The token that created the session is the only one that can use it. Other tokens get a 403.

TriggerResponse
session_id not found OR belongs to a different token403
Session expired (idle > TTL)410 — and the row is deleted
max_messages reached on next turn429
max_tokens would be exceeded429

Sessions are purged hourly by the scheduler — the cleanup deletes any session whose last_activity_at < now - ttl. This keeps endpoint_sessions from growing unbounded.

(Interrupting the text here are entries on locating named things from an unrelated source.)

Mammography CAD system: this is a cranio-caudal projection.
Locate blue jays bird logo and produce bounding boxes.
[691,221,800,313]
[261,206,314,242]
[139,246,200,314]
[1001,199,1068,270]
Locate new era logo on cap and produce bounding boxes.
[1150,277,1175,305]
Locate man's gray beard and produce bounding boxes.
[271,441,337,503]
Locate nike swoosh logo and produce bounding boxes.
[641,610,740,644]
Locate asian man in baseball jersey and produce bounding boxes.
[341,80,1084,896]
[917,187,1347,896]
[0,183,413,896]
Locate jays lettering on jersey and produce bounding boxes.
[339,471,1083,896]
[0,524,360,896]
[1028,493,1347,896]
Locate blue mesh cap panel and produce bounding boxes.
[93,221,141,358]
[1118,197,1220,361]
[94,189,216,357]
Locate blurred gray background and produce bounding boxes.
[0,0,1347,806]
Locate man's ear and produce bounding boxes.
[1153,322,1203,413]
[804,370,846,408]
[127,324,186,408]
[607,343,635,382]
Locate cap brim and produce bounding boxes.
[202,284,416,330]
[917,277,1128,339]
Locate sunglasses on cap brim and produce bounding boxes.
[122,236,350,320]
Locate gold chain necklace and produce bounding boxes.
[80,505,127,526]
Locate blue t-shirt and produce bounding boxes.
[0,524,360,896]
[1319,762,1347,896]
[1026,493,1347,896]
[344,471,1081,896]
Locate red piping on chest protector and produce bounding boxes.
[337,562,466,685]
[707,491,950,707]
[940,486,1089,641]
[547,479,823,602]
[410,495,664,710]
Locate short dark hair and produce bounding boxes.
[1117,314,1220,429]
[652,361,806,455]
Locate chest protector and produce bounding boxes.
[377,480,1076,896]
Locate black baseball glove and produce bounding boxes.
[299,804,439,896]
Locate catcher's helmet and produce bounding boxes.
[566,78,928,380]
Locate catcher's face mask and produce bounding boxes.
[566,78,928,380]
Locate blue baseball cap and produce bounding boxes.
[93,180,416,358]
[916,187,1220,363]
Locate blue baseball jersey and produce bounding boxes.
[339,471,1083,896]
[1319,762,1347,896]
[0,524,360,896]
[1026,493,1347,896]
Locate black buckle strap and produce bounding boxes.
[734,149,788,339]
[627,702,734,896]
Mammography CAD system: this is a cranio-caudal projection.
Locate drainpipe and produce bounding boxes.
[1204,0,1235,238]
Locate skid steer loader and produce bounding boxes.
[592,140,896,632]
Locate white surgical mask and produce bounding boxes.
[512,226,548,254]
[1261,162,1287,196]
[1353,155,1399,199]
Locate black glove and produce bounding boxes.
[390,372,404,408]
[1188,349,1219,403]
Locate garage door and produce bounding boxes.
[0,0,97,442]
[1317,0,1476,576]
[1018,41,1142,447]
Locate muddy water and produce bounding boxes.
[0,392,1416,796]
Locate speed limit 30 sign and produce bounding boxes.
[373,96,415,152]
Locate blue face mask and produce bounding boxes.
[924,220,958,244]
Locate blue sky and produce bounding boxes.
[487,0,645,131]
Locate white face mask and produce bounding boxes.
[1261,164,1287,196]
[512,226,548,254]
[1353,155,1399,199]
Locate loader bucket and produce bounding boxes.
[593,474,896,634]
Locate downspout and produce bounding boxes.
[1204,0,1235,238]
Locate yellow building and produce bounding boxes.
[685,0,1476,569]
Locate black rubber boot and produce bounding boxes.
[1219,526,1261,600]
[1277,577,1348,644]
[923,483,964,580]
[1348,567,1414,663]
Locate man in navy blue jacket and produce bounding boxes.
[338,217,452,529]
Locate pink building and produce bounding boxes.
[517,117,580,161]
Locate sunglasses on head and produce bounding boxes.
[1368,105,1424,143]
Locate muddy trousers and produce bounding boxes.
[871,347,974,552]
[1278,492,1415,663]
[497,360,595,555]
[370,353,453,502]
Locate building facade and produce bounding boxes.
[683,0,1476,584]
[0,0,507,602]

Each turn writes one row in endpoint_session_messages (or however your migration names it — check database/migrations/). The row stores the role, content, prompt + completion tokens, and timestamps. The session row itself tracks total_messages, total_tokens, last_activity_at.

You can combine the two: enable both on the endpoint, send "stream": true with a session_id. The streaming response still ends with [DONE] and the gateway records the assistant’s full content into the session after the stream closes.

Sessions older than the TTL are deleted automatically. To wipe all sessions for an endpoint manually:

Terminal window
docker compose exec app php artisan tinker
\App\Models\EndpointSession::query()->where('endpoint_id', 42)->delete();

✅ Conversational endpoints where the user expects continuity. ✅ Multi-turn agents where you want server-enforced caps. ✅ Compliance scenarios where the conversation has to be logged server-side regardless of client behaviour.

❌ Stateless endpoints (one-shot summarise, classify, translate). Skip sessions; the client doesn’t need them. ❌ Public-facing demos. Sessions hold context — anonymous users sharing one token would leak each other’s transcripts.